Baca Juga: Gak PD Punya Perut Buncit? Lakukan 5 Cara Ini Untuk Mencegahnya!
Sebelumnya di tahun 2021, mafia tanah pernah dibahas oleh Kapolri. Informasi diketahui dari laman resmi kepriprov.go.id.
Disebutkan, Kapolri Jenderal Listyo Sigit Prabowo telah menginstruksikan seluruh jajarannya untuk tidak ragu mengusut tuntas kasus tindak pidana mafia tanah di seluruh Indonesia. Upaya tegas juga ini sejalan dengan instruksi dari Presiden Jokowi.
"Karena masalah mafia tanah menjadi perhatian khusus Bapak Presiden, dan saya diperintahkan Bapak Presiden untuk usut tuntas masalah mafia tanah," kata Sigit dalam keterangan tertulisnya di Jakarta, dikutip Senin (20/2/2023).
Sebagai aparat penegak hukum, Sigit menyebut, Polisi harus menjalankan tugasnya untuk membela hak yang dimiliki dari masyarakat serta menindak siapapun yang membekingi ataupun aktor intelektual di balik sindikat mafia tanah tersebut.
"Saya minta untuk jajaran tidak perlu ragu proses tuntas, siapapun 'bekingnya'," ucap Sigit.

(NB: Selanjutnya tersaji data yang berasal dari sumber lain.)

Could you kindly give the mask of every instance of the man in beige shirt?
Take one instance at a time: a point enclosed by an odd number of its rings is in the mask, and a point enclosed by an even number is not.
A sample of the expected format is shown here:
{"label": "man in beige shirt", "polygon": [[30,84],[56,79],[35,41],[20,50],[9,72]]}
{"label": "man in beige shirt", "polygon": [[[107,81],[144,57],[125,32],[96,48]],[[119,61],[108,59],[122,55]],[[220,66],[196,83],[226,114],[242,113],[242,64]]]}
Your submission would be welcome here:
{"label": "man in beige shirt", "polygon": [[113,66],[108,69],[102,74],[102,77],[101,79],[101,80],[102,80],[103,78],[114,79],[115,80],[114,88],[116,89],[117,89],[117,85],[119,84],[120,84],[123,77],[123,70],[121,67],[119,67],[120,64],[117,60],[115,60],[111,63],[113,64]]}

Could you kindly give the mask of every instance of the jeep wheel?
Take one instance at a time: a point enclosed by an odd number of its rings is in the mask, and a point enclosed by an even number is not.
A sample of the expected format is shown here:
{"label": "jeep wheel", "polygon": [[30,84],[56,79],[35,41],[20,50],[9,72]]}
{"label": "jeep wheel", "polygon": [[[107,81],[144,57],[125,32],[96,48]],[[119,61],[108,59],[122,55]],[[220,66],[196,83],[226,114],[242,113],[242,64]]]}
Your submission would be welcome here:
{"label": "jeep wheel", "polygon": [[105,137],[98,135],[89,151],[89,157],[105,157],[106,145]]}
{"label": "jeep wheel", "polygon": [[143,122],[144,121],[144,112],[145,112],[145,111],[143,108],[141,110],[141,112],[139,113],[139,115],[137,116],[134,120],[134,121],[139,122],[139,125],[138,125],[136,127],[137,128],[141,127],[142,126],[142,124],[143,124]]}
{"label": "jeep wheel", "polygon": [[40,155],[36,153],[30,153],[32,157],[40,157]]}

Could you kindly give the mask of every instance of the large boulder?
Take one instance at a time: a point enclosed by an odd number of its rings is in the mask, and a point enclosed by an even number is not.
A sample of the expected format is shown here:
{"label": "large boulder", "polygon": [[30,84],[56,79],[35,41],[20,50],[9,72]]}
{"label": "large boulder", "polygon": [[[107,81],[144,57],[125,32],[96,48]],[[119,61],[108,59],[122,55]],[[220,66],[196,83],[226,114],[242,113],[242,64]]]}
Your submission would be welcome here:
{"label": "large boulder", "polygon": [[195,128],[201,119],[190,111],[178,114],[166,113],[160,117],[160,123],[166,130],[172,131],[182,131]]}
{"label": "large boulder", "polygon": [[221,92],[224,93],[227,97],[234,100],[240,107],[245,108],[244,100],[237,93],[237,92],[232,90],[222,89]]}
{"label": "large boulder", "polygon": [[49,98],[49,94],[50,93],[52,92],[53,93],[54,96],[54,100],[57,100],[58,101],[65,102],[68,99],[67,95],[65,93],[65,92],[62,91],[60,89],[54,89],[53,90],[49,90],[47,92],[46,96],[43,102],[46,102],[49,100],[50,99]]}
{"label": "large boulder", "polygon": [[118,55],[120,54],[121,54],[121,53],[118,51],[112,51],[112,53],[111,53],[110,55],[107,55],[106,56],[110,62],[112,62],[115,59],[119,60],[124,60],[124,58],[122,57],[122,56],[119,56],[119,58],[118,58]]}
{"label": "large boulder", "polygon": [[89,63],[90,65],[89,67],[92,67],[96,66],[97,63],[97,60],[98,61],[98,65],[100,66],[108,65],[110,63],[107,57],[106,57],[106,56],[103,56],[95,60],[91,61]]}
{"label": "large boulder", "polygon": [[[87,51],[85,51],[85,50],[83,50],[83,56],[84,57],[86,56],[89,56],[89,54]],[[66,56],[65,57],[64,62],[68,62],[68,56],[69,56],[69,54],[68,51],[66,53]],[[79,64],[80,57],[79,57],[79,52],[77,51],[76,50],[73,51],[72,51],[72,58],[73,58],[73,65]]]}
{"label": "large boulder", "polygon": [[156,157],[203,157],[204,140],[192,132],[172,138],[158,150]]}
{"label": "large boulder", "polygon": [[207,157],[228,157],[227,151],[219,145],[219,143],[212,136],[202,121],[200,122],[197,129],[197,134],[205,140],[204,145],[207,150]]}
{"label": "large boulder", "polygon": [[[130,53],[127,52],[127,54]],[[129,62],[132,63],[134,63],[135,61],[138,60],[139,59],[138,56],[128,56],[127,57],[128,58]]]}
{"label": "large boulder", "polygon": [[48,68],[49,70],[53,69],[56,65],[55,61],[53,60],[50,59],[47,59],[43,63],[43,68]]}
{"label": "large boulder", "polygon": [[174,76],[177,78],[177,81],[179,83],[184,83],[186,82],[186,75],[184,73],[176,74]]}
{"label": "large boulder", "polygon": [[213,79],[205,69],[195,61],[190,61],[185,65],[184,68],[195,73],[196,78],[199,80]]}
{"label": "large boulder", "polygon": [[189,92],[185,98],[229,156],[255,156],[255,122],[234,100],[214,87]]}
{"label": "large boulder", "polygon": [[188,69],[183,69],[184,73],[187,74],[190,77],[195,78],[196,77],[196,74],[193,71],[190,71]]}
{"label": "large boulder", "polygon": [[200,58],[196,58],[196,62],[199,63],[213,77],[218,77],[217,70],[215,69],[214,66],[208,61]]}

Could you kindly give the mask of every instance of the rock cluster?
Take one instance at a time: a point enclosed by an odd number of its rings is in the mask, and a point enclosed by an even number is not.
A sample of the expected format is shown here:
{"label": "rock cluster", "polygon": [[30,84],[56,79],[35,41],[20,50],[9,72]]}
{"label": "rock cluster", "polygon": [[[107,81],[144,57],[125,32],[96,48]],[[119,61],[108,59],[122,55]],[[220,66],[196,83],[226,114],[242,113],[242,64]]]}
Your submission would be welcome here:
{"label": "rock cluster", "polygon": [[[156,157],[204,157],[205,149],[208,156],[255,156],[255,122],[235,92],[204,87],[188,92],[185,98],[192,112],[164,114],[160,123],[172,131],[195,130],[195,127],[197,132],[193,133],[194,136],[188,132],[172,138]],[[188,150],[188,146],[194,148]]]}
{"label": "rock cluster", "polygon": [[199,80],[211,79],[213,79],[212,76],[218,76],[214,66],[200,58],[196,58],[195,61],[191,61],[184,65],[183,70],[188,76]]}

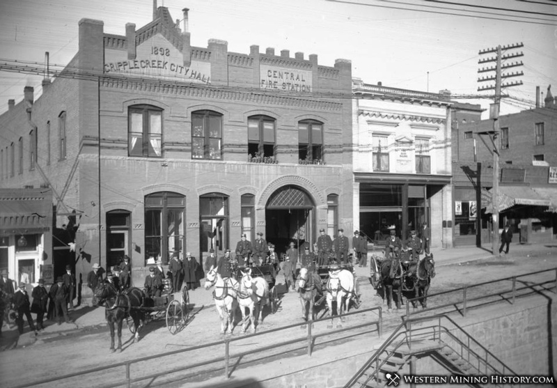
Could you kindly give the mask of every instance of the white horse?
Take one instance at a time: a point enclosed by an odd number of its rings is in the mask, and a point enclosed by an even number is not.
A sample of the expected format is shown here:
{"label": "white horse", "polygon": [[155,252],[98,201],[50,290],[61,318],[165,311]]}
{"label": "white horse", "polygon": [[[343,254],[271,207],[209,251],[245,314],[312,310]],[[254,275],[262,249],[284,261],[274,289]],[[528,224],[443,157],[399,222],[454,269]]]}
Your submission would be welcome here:
{"label": "white horse", "polygon": [[[329,314],[331,316],[331,325],[327,327],[333,327],[333,301],[336,302],[336,315],[340,316],[340,322],[344,322],[342,314],[347,309],[350,300],[356,297],[354,292],[354,274],[347,270],[334,270],[329,272],[329,279],[327,282],[327,304]],[[341,327],[338,324],[337,327]]]}
{"label": "white horse", "polygon": [[214,286],[213,290],[214,305],[221,316],[221,334],[224,334],[228,324],[228,334],[231,334],[234,313],[238,308],[238,282],[230,277],[223,278],[214,267],[211,267],[207,272],[205,288],[208,290],[213,286]]}
{"label": "white horse", "polygon": [[[242,321],[244,332],[247,327],[246,309],[249,309],[249,321],[251,330],[255,333],[258,322],[263,322],[263,306],[269,304],[269,284],[262,277],[251,276],[251,269],[245,272],[241,271],[242,278],[240,281],[240,292],[238,293],[238,304],[242,311]],[[253,313],[259,313],[259,319],[254,318]]]}

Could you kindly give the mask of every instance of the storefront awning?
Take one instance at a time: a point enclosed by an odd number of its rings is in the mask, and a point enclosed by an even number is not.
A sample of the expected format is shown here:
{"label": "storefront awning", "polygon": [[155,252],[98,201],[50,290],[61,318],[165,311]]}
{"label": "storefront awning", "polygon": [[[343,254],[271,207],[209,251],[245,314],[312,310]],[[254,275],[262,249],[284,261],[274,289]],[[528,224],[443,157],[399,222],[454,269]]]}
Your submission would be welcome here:
{"label": "storefront awning", "polygon": [[[482,192],[482,205],[485,204],[485,212],[493,212],[492,195],[493,189]],[[499,195],[499,212],[503,212],[515,205],[526,206],[551,205],[551,201],[541,196],[528,186],[500,186]],[[485,202],[484,202],[484,199]]]}
{"label": "storefront awning", "polygon": [[33,234],[50,230],[52,194],[48,189],[0,189],[0,234]]}

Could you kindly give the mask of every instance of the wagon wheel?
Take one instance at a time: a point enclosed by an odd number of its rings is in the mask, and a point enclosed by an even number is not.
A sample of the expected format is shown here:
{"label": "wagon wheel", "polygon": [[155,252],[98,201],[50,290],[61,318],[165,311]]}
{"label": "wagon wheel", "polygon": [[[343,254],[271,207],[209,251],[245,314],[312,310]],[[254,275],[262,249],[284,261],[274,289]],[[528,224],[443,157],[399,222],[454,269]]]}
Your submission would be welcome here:
{"label": "wagon wheel", "polygon": [[178,300],[173,300],[166,306],[166,327],[171,334],[178,333],[184,321],[184,311]]}
{"label": "wagon wheel", "polygon": [[271,290],[269,291],[269,299],[271,301],[271,313],[275,313],[278,309],[278,292],[276,290],[276,287],[273,286]]}
{"label": "wagon wheel", "polygon": [[189,318],[189,292],[185,286],[182,290],[182,311],[184,313],[184,323]]}
{"label": "wagon wheel", "polygon": [[134,320],[131,316],[127,316],[126,317],[126,323],[127,324],[127,328],[130,329],[130,331],[132,332],[132,334],[134,334],[136,329],[135,327],[135,323],[134,323]]}

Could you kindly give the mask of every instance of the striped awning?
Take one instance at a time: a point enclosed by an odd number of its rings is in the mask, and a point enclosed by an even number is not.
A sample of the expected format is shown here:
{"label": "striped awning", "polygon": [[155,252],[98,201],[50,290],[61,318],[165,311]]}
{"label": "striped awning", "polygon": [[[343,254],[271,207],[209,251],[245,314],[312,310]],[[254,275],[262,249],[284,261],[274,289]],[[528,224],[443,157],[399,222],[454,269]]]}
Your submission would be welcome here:
{"label": "striped awning", "polygon": [[[484,204],[484,198],[486,200],[485,212],[493,212],[492,197],[493,189],[482,192],[482,205]],[[528,186],[500,186],[499,189],[499,212],[506,210],[516,205],[524,206],[545,206],[550,207],[551,202],[547,198],[543,198],[533,191]]]}

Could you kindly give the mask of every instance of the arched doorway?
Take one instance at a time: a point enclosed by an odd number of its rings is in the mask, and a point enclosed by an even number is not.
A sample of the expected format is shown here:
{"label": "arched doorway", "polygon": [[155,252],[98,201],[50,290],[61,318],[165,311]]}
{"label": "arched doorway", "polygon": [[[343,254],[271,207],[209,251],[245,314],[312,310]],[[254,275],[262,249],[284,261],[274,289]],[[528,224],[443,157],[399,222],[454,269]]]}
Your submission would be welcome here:
{"label": "arched doorway", "polygon": [[265,235],[277,253],[285,252],[292,242],[299,249],[305,242],[313,245],[315,208],[311,197],[298,186],[283,186],[273,193],[265,206]]}

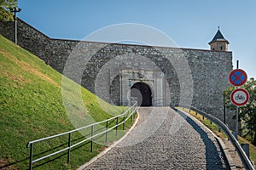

Lebih lanjut, terkait Kasus Mafia Tanah, pada tahun 2020, Bareskrim Polri melalui Satgas Mafia Tanah, tercatat melakukan proses penyidikan sebanyak 37 perkara. Sementara itu delapan dalam proses penyelidikan.
Dari penyidikan itu, 12 diantaranya sudah dilakukan pelimpahan tahap II, enam perkara dinyatakan lengkap atau P21 dan 4 diantaranya proses P19 serta tiga kasus SP3.
Kemudian, Polda Metro Jaya menangkap 1 sindikat mafia tanah. Komplotan tersebut bekerja dengan memalsukan akta tanah dan membuat e-KTP ilegal. Atas kejahatannya korban mengalami kerugian ratusan miliar.
Baca Juga: Kenapa Namanya Sukabumi? Sebelum Like Earth Kekinian, Ini Cerita Historis Kota Mochi!
Untuk diketahui, ada berbagai modus mafia tanah ini untuk mendapatkan lahan secara ilegal.
Dikutip dari siplawfirm.id, modus mafia tana tersebut diantaranya menggunakan surat hak-hak tanah yang dipalsukan, pemalsuan atau hilangnya warkah tanah, pemberian keterangan palsu, pemalsuan surat, jual beli fiktif, penipuan atau penggelapan, sewa menyewa, menggugat kepemilikan tanah, menguasai tanah dengan cara ilegal, KKN dengan aparat atau pejabat terkait, hingga merekayasa perkara di pengadilan.